Материальное положение офицерства было следующим. Годовое жалованье генералов на 1 июня 1907 г. составляло 2100 руб., генерал-лейтенантов – 1800 руб., генерал-майоров – 1500 руб., полковников – 1200 руб., подполковников – 1080 руб., капитанов – 900 руб., штабс-капитанов – 780 руб.[58] Даже годовое жалованье штабс-капитанов примерно вдвое превышало годовой оклад учителей начальных школ. Помимо этого офицерам полагались дополнительные выплаты и пособия, прежде всего столовые и квартирные. Практиковались и иные выплаты. Так, на обзаведение лошадью со всей сбруей в конце XIX – начале XX в. выдавалось 300 руб. Некоторые офицеры получали средства на прислугу в размере 10 руб. в месяц[59]. Питаться месяц, ни в чем себе не отказывая, можно было в пределах 55–60 руб. (завтрак в 1912 г. мог стоить 50 коп.[60]).

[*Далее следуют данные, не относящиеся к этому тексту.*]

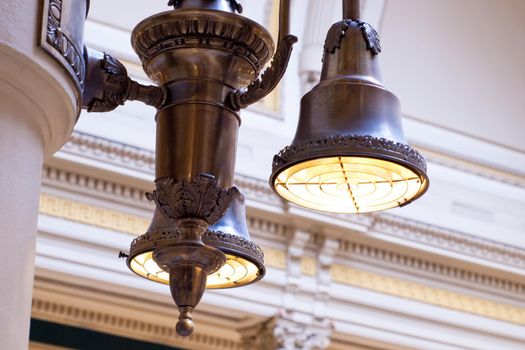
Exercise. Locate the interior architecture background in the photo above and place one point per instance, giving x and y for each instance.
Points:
(446, 272)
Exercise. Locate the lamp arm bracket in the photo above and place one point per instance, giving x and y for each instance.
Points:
(109, 86)
(260, 88)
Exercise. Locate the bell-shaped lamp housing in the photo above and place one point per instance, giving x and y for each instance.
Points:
(244, 259)
(349, 154)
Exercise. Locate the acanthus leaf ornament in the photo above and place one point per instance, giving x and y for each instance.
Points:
(269, 79)
(200, 198)
(115, 86)
(337, 32)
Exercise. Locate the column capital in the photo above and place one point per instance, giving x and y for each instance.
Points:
(279, 333)
(32, 80)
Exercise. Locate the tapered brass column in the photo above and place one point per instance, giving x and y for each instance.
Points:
(199, 54)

Традиционную сложность представлял квартирный вопрос. П.А. Режепо отмечал в 1908 г., что он при сложившемся положении вещей разрешится через 100 лет[61]. Комната в Петербурге обходилась в 30 руб. в месяц. В других местах снять комнату можно было за 25 руб. Пуд пшеничной муки стоил 2,5 руб., мешок картофеля – 1 руб., фунт мяса – 10–12 коп., бутылка водки – 30 коп., бутылка коньяка – 1,5 руб., пара ботинок – 5–8 руб., пара яловых сапог – 7 руб. Месячная зарплата квалифицированного рабочего составляла в среднем 90 руб. (средний заработок – 32 руб.[62]), служащего – 85,5 руб. В войну цены несколько изменились. Дюжина лезвий для бритвы «Жилетт» стоила в 1915 г. около 2 руб. Пара простых сапог в 1916-м – 5 руб., шапка – 1 руб. 40 коп.

Б.М. Шапошников вспоминал, что молодым офицером получал 67 руб. жалованья, 9 руб. квартирных и по 30 коп. в сутки на караулы. Тратил он на обеды и ужины в месяц 12 руб., на квартиру 15 руб., на чай, сахар, табак, стирку – 10 руб., на обмундирование – 10 руб., на вычеты в батальон – 10–15 руб., на жалованье денщику – 3 руб., после чего оставалось 11–16 руб., а с прибавкой летних лагерных денег – до 20 руб.[63] По его воспоминаниям, жизнь была достаточно скромной.

Кадровые офицеры вследствие стабильности власти были традиционно чужды политической жизни, не знали и не понимали значения партийной борьбы и идеологии, воспитывались на идеалах приверженности императору. Корпоративный дух офицерства служил определенной гарантией лояльности командного состава верховной власти. Выходцы из непривилегированных слоев общества, сумевшие посредством военной службы улучшить свое положение в обществе, дорожили офицерским статусом. Среди кадровых офицеров особняком стояли офицеры гвардии, позиционировавшие себя как элиту офицерской корпорации, а также представители новой технократической элиты – генштабисты.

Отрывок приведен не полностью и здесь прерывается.